Organizer: Javier Gómez Serrano, email@example.com
The study of the fluid dynamics has been historically linked to the development of fascinating mathematical theories and tools to tackle the challenges presented by even the most basic questions in the field. It is not strange then that the qualitative and quantitative description of fluid dynamics often involves the most sophisticated analytic, variational and asymptotic techniques, among many others. In order to promote deeper understanding of these evolution problems it is paramount to create opportunities where researchers working on this and related areas meet to follow from close the most recent results and techniques obtained by different groups with different perspectives.

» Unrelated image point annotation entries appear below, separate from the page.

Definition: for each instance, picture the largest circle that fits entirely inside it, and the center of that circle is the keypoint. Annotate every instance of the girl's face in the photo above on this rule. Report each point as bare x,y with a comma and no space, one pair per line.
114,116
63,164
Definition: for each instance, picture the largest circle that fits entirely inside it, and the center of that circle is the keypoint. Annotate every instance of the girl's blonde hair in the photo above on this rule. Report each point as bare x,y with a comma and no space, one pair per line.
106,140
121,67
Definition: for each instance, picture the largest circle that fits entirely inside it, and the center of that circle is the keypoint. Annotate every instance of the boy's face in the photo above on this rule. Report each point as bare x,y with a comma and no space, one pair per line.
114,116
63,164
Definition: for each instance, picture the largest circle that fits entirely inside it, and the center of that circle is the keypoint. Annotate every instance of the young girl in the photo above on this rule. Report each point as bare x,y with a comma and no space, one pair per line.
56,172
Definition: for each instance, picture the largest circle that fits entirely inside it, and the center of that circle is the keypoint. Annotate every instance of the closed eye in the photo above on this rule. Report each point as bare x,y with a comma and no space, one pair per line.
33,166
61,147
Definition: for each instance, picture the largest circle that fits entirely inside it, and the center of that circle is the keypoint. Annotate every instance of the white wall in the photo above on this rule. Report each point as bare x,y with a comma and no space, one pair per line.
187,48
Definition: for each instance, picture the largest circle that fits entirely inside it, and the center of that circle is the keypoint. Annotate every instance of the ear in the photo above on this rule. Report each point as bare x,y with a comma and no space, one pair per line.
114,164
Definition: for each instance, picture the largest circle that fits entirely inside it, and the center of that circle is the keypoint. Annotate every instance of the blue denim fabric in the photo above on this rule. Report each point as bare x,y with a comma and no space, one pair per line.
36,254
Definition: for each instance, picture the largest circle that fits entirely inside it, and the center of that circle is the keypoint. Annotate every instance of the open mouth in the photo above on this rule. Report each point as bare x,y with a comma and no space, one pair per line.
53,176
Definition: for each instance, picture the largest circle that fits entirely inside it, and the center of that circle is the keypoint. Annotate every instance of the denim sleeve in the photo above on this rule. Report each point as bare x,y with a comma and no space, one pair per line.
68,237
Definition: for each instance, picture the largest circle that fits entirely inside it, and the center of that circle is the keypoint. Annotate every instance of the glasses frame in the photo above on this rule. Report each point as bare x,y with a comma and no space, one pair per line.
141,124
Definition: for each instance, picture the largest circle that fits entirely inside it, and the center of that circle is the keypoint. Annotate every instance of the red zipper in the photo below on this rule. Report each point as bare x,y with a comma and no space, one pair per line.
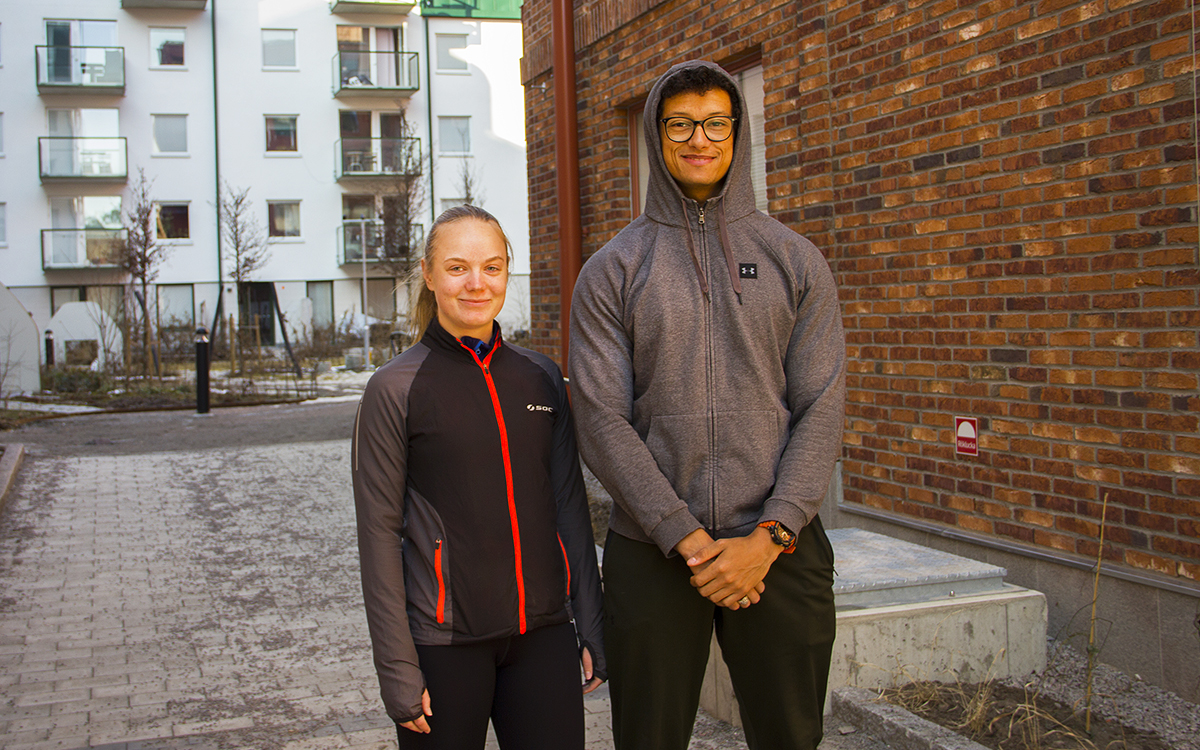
565,562
508,475
442,586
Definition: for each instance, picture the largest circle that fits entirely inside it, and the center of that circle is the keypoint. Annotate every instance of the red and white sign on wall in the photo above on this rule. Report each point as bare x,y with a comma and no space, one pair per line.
966,436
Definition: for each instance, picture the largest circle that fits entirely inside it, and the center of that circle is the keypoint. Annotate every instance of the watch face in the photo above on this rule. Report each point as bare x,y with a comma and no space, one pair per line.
783,537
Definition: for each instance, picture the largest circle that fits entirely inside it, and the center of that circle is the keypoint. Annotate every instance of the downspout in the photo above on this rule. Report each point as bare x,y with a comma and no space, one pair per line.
567,161
216,169
429,115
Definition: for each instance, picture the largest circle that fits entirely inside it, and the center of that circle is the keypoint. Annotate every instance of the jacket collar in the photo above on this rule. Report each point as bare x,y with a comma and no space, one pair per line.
437,337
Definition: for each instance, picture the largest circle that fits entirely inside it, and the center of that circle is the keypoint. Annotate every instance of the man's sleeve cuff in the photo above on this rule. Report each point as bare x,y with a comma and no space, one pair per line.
787,514
673,528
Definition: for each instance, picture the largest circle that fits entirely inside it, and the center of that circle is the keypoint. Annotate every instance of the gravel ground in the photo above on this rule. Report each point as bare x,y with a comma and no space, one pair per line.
1120,696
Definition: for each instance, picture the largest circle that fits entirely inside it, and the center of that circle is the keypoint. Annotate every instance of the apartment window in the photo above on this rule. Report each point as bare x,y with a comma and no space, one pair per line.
281,133
322,295
177,305
454,135
283,217
167,47
173,221
750,84
279,48
448,45
169,133
61,295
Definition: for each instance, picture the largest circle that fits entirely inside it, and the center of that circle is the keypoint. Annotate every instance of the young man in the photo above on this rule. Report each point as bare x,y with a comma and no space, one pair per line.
708,375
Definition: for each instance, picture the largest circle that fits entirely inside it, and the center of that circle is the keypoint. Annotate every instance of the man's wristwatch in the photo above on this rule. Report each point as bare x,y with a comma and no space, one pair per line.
780,534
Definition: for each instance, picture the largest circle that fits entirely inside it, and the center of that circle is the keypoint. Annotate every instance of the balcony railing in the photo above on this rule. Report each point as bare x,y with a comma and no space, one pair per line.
81,249
379,243
472,9
378,157
171,5
376,73
96,70
99,160
397,7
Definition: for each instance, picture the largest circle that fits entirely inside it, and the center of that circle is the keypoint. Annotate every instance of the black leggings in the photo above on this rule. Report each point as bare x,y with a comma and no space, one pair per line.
529,687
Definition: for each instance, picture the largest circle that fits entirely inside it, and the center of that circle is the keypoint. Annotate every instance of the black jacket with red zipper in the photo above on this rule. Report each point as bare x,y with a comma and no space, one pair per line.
472,514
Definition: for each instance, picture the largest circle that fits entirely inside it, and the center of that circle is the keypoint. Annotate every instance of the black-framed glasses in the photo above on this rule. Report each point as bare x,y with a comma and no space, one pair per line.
717,129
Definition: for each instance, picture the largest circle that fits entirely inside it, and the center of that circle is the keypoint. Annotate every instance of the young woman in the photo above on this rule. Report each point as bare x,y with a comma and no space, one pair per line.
474,532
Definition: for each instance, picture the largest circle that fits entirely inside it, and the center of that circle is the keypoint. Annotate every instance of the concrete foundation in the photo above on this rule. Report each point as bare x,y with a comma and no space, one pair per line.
907,613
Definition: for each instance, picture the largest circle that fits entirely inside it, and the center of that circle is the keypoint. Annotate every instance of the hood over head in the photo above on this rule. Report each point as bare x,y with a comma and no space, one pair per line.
664,199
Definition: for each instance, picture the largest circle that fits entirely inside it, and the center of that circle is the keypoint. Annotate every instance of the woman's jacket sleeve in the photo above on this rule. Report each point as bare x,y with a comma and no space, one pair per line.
378,463
575,533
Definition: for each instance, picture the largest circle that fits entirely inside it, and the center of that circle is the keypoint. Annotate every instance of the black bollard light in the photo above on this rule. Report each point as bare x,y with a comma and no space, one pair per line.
202,370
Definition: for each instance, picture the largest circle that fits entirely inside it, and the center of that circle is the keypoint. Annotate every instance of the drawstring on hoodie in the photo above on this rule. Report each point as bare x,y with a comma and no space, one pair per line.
691,249
726,246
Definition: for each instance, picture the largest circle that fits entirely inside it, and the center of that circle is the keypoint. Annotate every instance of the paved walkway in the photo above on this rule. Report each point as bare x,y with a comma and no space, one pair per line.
204,597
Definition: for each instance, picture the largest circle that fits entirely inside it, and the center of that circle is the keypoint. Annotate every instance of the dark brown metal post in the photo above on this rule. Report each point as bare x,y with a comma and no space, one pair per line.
567,162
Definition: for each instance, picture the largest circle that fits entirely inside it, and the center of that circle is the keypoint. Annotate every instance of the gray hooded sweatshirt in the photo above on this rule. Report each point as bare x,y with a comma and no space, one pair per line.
707,361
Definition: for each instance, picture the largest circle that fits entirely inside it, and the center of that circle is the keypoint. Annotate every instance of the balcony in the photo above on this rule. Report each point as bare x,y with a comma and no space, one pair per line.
472,9
81,249
378,159
381,245
383,7
93,160
168,5
93,70
387,75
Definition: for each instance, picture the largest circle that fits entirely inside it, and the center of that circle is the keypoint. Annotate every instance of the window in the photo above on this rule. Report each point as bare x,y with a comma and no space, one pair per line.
281,133
454,135
166,47
382,299
750,84
279,48
173,222
283,217
322,295
177,306
169,133
448,45
61,295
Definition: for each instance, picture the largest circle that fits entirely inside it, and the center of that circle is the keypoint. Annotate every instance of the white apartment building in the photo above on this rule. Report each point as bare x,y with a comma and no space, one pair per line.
311,105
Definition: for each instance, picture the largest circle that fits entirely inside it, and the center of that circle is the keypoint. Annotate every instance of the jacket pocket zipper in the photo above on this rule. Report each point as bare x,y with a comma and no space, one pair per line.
568,564
442,587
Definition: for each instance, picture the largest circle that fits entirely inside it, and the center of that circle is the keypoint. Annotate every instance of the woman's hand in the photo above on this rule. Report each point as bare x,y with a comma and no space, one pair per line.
420,724
591,683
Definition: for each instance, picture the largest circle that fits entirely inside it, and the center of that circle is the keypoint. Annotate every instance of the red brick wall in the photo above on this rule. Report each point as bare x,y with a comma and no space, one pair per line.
1007,195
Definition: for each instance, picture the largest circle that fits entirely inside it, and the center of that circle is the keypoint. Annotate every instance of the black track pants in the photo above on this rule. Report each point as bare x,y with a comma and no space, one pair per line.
658,630
529,687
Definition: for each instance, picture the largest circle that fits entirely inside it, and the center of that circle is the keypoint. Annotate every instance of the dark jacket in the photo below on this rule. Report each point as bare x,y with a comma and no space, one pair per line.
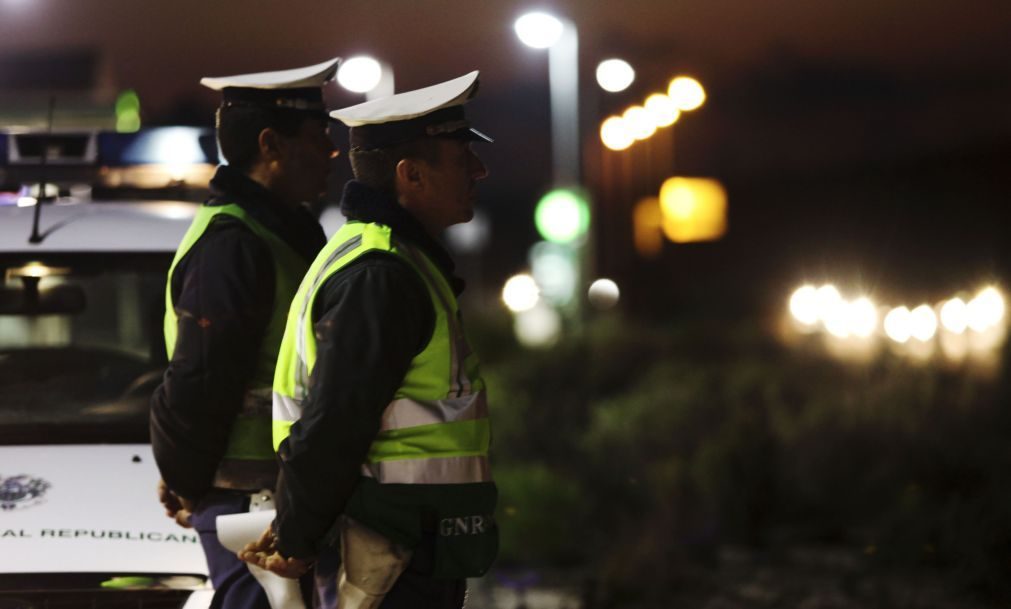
371,319
223,291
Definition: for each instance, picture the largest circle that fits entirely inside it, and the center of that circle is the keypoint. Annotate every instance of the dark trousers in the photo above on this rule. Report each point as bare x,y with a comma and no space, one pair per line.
412,590
235,586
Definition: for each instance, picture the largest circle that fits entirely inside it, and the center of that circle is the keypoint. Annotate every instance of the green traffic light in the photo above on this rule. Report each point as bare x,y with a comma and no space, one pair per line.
562,215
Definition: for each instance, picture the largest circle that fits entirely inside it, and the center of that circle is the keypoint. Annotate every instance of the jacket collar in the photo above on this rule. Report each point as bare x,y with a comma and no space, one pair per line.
296,228
364,203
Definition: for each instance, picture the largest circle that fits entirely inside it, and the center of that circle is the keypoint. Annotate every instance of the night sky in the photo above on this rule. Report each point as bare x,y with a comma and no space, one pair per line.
864,141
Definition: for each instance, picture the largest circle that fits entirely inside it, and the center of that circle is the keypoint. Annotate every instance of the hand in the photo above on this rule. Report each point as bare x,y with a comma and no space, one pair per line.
177,508
263,552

The objective of this session is to bring together researchers working on problems related to the dynamics of fluids. It turns out that in many physically relevant situations the evolution of a fluid can be reduced to a simpler system. This instance provides an excellent opportunity to address the questions that have to do with analysis, partial differential equations, fluid mechanics and numerical computation.
This session will see a healthy interaction engaging different experts in developing new and interesting areas of research and will most likely lay the foundation for future discoveries that will bring us closer to a thorough understanding of the most fundamental open problems in the area.
* Nathan Glatt-Holtz, Tulane U
* Nastasia Grubic, ICMAT, Madrid
* Hao Jia, U. Minnesota
* Benoit Pausader, Brown
* Ian Tice, Carnegie Mellon
* Bruno Vergara, U. Zurich
Uniqueness of Whitham’s highest cusped wave.
The Whitham equation is a weakly dispersive, non-homogeneous and non-local model for shallow water waves. Like in the case of the Stokes wave for Euler, non-smooth traveling waves with greatest height between crest and trough have been shown to exist for this model. In this talk I will discuss uniqueness of solutions to the Whitham equation in the class of monotone functions and show that there exists a unique, even and periodic traveling wave of greatest height, which is moreover convex between consecutive cusps. This is joint work with A. Enciso and J. G\'omez-Serrano.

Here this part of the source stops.